Assistant conservator Margot Murray works on a mummy mask (Photo: Stewart Attwood)
Assistant conservator Margot Murray works on a mummy mask (Photo: Stewart Attwood)

100 days to go until museum galleries open

Today marks 100 days to go until the opening of three new permanent galleries at the National Museum of Scotland: Ancient Egypt Rediscovered, Exploring East Asia and the Art of Ceramics.

The opening of the galleries on Friday, 8 February 2019, sees the completion, on time and on budget, of the 15-year, £80 million transformation of the Museum, restoring the much-loved Victorian building and revealing more of its treasures.

With just 100 days until the new galleries are revealed, National Museums Scotland staff are busy preparing over 1,500 objects for display.

From historic paper and textiles to armour and ceramics, a team of conservators is working to ensure that the remarkable objects – 40 per cent of which will go on show for the first time in at least a generation – are ready for display. Meanwhile, new research is being carried out to unlock some of the stories behind the collections.

Gordon Rintoul, director of National Museums Scotland said: ‘I am delighted that our 15-year transformation of the National Museum of Scotland is nearly complete. Accompanied by a nationwide programme of activity, these three new galleries will present our Ancient Egypt, East Asia and ceramics collections in compelling and inspiring ways.

Assistant conservator Margot Murray works on a mummy mask (Photo: Stewart Attwood)

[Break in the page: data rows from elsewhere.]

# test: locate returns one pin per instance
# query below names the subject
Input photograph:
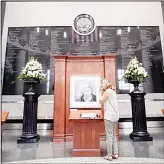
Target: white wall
(22, 14)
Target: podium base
(28, 140)
(136, 138)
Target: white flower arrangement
(135, 72)
(33, 70)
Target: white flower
(145, 74)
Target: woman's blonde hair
(107, 83)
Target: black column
(139, 118)
(29, 131)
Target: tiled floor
(45, 149)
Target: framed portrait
(84, 91)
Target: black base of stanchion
(140, 137)
(28, 140)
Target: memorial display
(84, 91)
(45, 42)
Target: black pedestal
(29, 131)
(139, 118)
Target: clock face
(84, 24)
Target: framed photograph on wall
(84, 91)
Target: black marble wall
(45, 42)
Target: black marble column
(29, 131)
(139, 118)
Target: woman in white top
(108, 98)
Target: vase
(136, 85)
(31, 83)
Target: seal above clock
(84, 24)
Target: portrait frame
(82, 86)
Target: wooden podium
(65, 66)
(86, 139)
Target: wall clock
(84, 24)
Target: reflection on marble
(44, 149)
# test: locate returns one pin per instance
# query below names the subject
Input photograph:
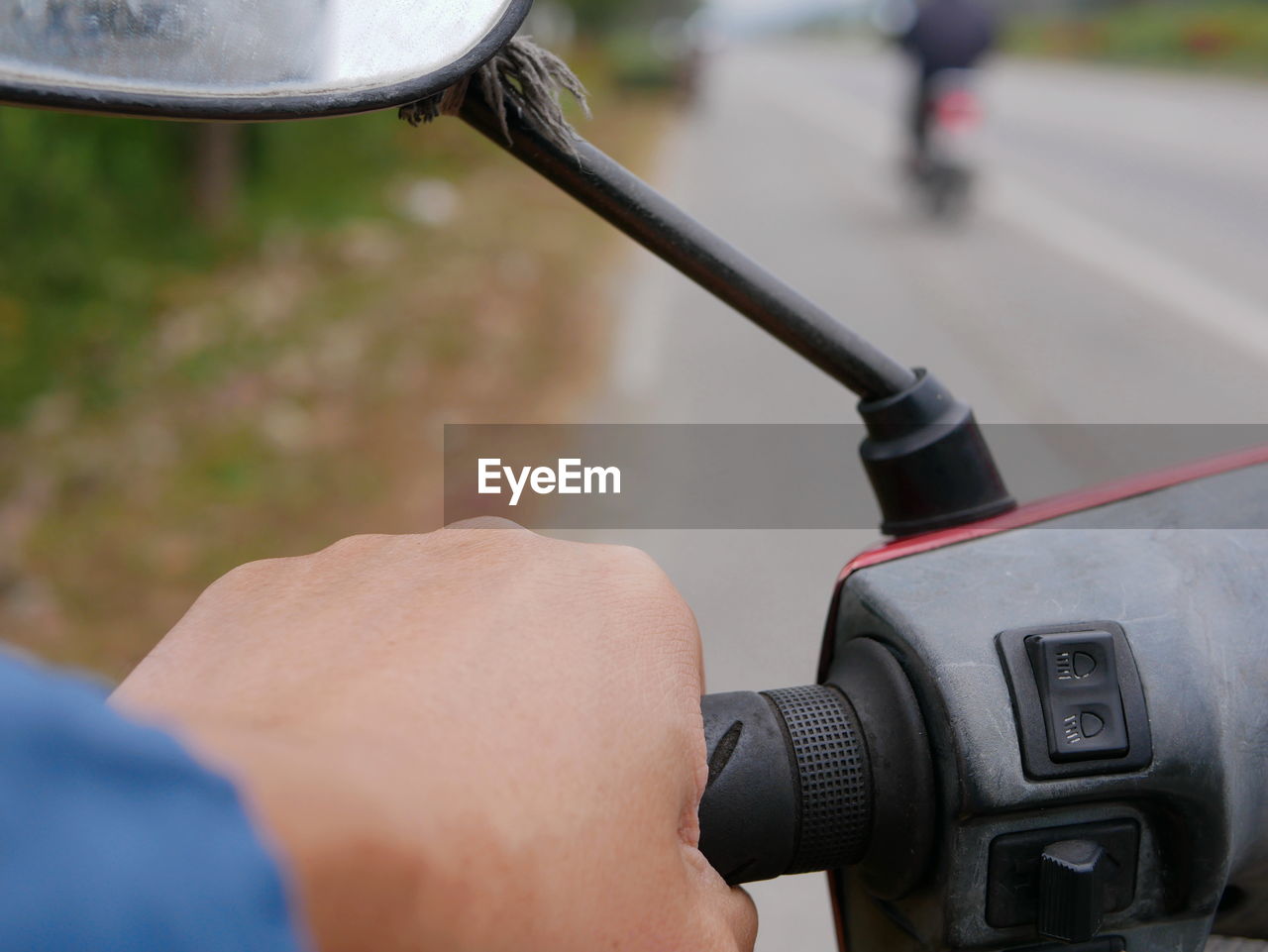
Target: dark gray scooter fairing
(1194, 603)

‘Their opening marks the last step in an ambitious journey which has seen our visitor numbers more than treble, putting the Museum on the international map and making it the most visited attraction in the UK outside London.’

This £3.6m project has been made possible thanks to support from The National Lottery through the Heritage Lottery Fund, The Wolfson Foundation, the Sir James Miller Edinburgh Trust and a generous community of Trusts and individual donors.

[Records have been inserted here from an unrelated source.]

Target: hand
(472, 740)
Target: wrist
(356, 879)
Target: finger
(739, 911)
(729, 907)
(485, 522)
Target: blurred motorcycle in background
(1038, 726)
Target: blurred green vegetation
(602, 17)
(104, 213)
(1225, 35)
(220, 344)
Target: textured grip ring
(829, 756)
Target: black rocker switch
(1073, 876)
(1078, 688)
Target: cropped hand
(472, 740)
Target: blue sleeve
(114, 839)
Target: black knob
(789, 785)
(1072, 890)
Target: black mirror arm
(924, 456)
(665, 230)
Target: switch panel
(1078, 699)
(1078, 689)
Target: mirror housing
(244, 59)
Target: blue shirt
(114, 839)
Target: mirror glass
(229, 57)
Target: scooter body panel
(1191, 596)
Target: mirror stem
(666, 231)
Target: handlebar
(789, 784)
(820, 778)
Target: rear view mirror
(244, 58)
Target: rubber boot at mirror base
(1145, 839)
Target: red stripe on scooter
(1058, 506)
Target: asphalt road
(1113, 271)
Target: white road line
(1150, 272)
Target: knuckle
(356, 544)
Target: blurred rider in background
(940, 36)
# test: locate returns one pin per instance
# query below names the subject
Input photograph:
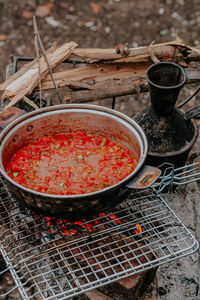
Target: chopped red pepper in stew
(72, 163)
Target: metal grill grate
(59, 260)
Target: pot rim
(20, 121)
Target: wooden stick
(113, 54)
(24, 83)
(110, 88)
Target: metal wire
(183, 175)
(47, 264)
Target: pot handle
(8, 115)
(144, 178)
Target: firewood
(22, 83)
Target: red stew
(73, 163)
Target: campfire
(68, 228)
(118, 250)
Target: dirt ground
(102, 24)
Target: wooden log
(108, 89)
(95, 74)
(120, 87)
(163, 49)
(21, 84)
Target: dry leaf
(3, 37)
(27, 14)
(44, 10)
(95, 7)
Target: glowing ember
(64, 225)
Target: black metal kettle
(170, 132)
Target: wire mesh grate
(51, 258)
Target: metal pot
(63, 118)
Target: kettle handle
(144, 178)
(9, 115)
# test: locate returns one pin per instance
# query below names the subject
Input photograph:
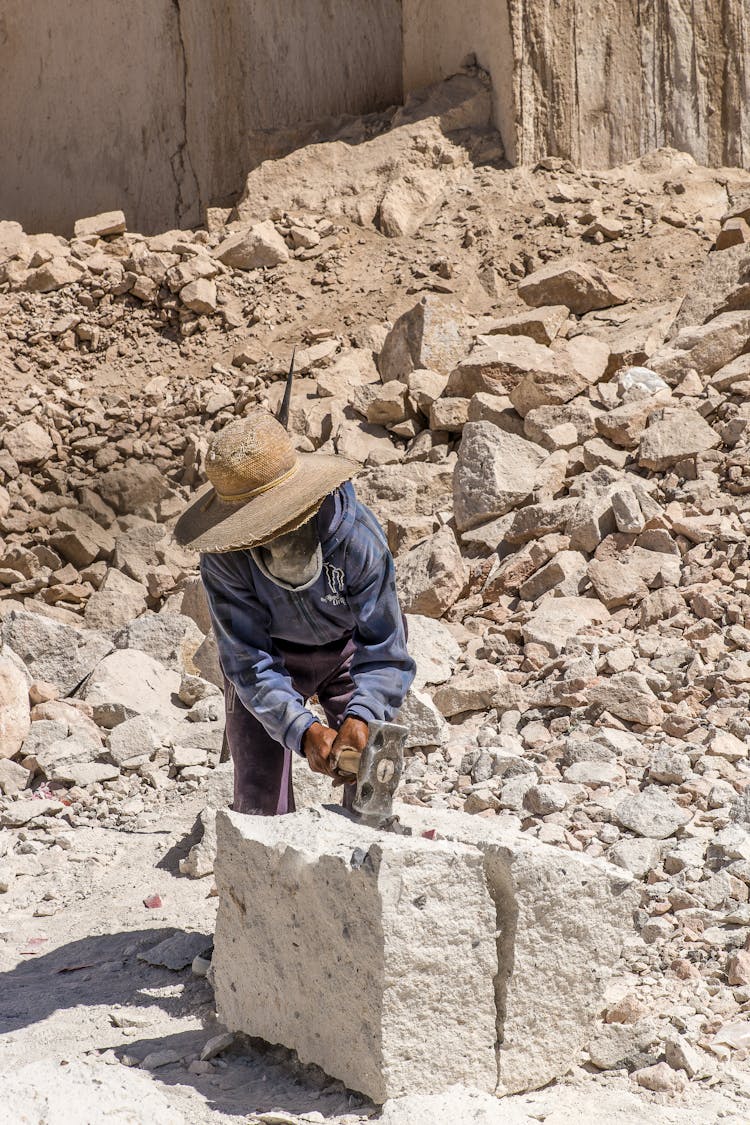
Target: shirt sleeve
(247, 656)
(381, 667)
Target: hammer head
(379, 772)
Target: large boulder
(703, 349)
(430, 577)
(127, 683)
(679, 434)
(577, 285)
(301, 880)
(117, 601)
(428, 335)
(60, 654)
(494, 474)
(558, 619)
(498, 363)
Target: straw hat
(260, 487)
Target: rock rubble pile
(562, 468)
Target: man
(301, 592)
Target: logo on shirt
(335, 581)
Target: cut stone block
(396, 933)
(370, 954)
(561, 923)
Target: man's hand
(316, 747)
(352, 735)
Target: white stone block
(561, 921)
(383, 971)
(370, 954)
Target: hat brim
(213, 525)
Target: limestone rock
(15, 719)
(558, 619)
(28, 443)
(127, 683)
(14, 776)
(470, 691)
(431, 577)
(256, 248)
(704, 349)
(541, 324)
(170, 638)
(565, 573)
(458, 1104)
(578, 286)
(494, 474)
(678, 434)
(99, 226)
(616, 583)
(117, 601)
(60, 654)
(627, 696)
(79, 539)
(498, 363)
(544, 1017)
(86, 1089)
(651, 813)
(56, 273)
(404, 902)
(424, 722)
(428, 335)
(136, 489)
(409, 201)
(434, 649)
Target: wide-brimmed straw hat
(260, 487)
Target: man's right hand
(316, 747)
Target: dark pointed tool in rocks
(282, 416)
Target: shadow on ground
(105, 971)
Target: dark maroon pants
(262, 767)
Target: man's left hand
(352, 736)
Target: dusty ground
(71, 935)
(73, 920)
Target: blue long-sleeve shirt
(354, 595)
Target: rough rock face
(606, 89)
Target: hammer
(377, 770)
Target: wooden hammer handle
(348, 763)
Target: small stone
(216, 1045)
(660, 1078)
(651, 813)
(738, 968)
(157, 1059)
(576, 285)
(15, 712)
(199, 296)
(28, 443)
(261, 246)
(494, 474)
(99, 226)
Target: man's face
(294, 556)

National Museums is now in the final stages of a public fundraising campaign and with the generosity of its visitors and supporters is confident that it will raise the £125,000 required to complete the National Museum’s transformation.
The opening of the new galleries is supported by a national programme of activity to extend their reach and impact to partner museums across Scotland, by sharing collections, knowledge and expertise.

Assistant conservator Emma Davey and Chinese painting C19, Guangzhou (Photo: Stuart Attwood)

Ancient Egypt Rediscovered covers 3,000 years of history, highlighting the stories of individuals to engage visitors with this remarkable civilisation. Objects on display include the only intact royal burial group outside of Egypt, the only double coffin ever discovered in Egypt and a cosmetics box which is one of the finest examples of decorative woodwork to survive from ancient Egypt. The gallery will also chart the remarkable contribution made by Scots to the development of Egyptology.

Exploring East Asia will celebrate the dynamic cultures of China, Japan and Korea, showcasing their diverse traditions, peoples and histories. National Museums Scotland’s East Asia collections are among the most important in the UK and represent over 150 years of continuous collecting. The gallery will highlight the range of exquisite art and craftsmanship from the region with objects such as a headdress from 18th-century China, made from kingfisher feathers, Japanese woodblock prints and remarkable sets of armour.

Art of Ceramics unites themes from across National Museums Scotland’s collections. Ceramics are an extraordinarily versatile medium in art and science and the gallery celebrates the creativity and diversity reflected in ceramic pieces from across the world and across a broad time period, from the 11th to 21st centuries. It explores some of the less familiar aspects of the story of ceramics, such as their importance in international trade and use in scientific and technological applications from 19th-century false teeth to heat-protective coatings for rockets or high-tech brakes in motorsport.